One experience with a student stands out to her when she contemplates the importance of her position.
“There’s one recent student who’s very much on my mind,” she said. “He was at the wrong place at the wrong time and the victim of a shooting. He almost didn’t survive, but he’s graduating now.”
“I was able to be an advocate for him,” she added. “It makes you feel good all over that you were able to help someone in such a traumatic situation succeed.”
When Zaddach isn’t busy reaching out to students one-on-one or meeting with her advisors and assistants, she teaches a 1000-level course she helped create that is designed to help students with general academic and career success.
“The course includes simple but really vital skills like creating a resume, putting together a LinkedIn profile and how to interview,” she said. “A major goal of the class is really to get students’ minds set in the right direction.”

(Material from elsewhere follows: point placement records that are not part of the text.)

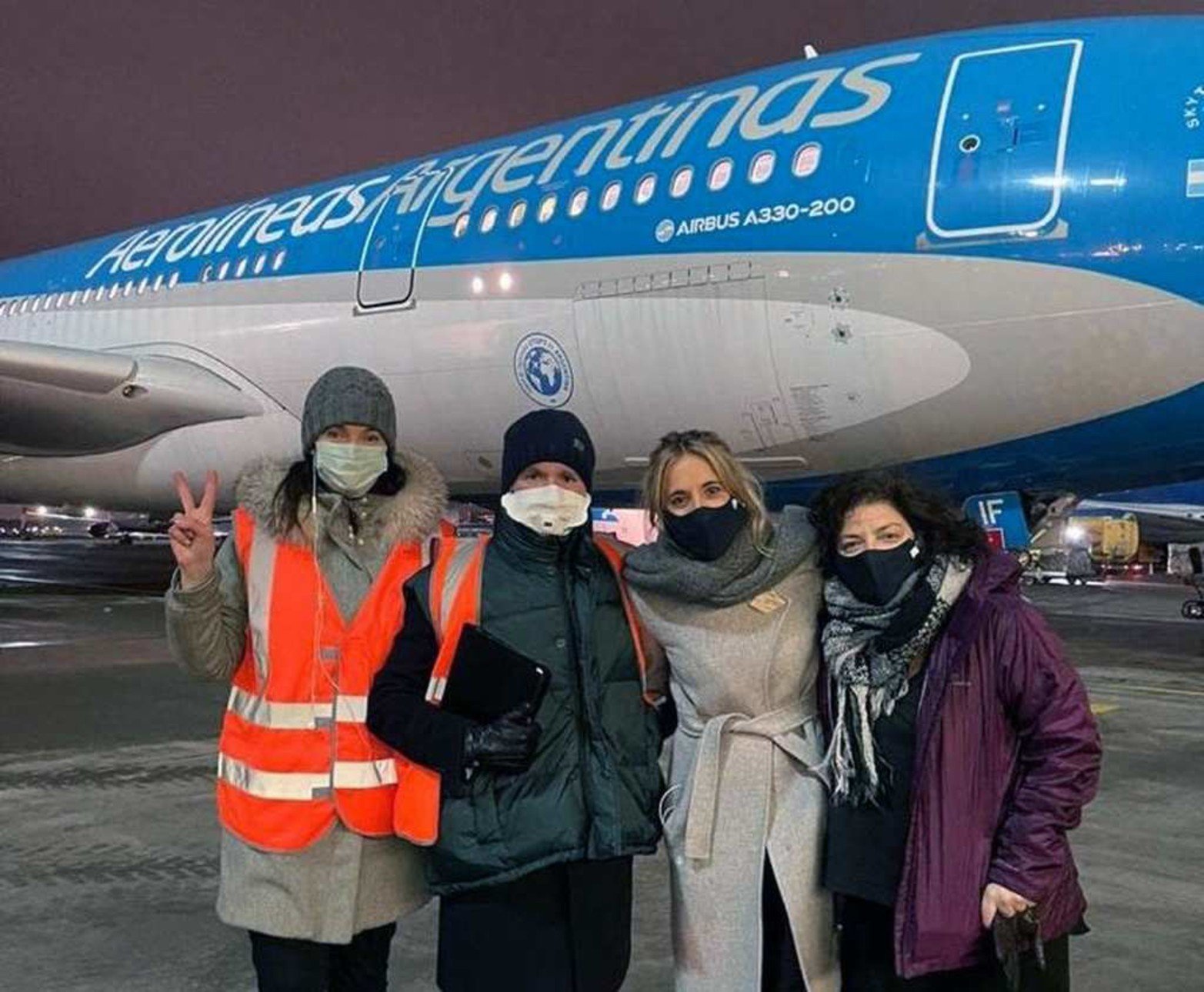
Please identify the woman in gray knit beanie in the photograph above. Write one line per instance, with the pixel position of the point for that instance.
(298, 611)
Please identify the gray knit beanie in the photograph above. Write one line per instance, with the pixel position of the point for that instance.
(349, 395)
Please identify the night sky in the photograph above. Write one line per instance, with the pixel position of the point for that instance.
(118, 113)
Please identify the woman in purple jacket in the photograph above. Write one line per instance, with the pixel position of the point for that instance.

Zaddach says she enjoys teaching the class because she often gets to guide students in some of their professional “firsts.”
“It’s a fun class to teach,” she said. “We teach them things they’ll use the rest of their careers.”
While Zaddach says working with students has been the highlight of her career, watching the university develop over the course of her 50 years has been another high point.
“Things have changed dramatically at the university—there weren’t malls throughout the campus, there were roads!” she said. “The transformation has been unbelievable. The building I started out in doesn’t even exist.”
The Ilitch School’s recent move to a state-of-the-art building in The District Detroit has been another change.
“We have this gorgeous building in the center of Detroit now, next door to Little Caesars Arena and close to downtown where all the action is,” she said.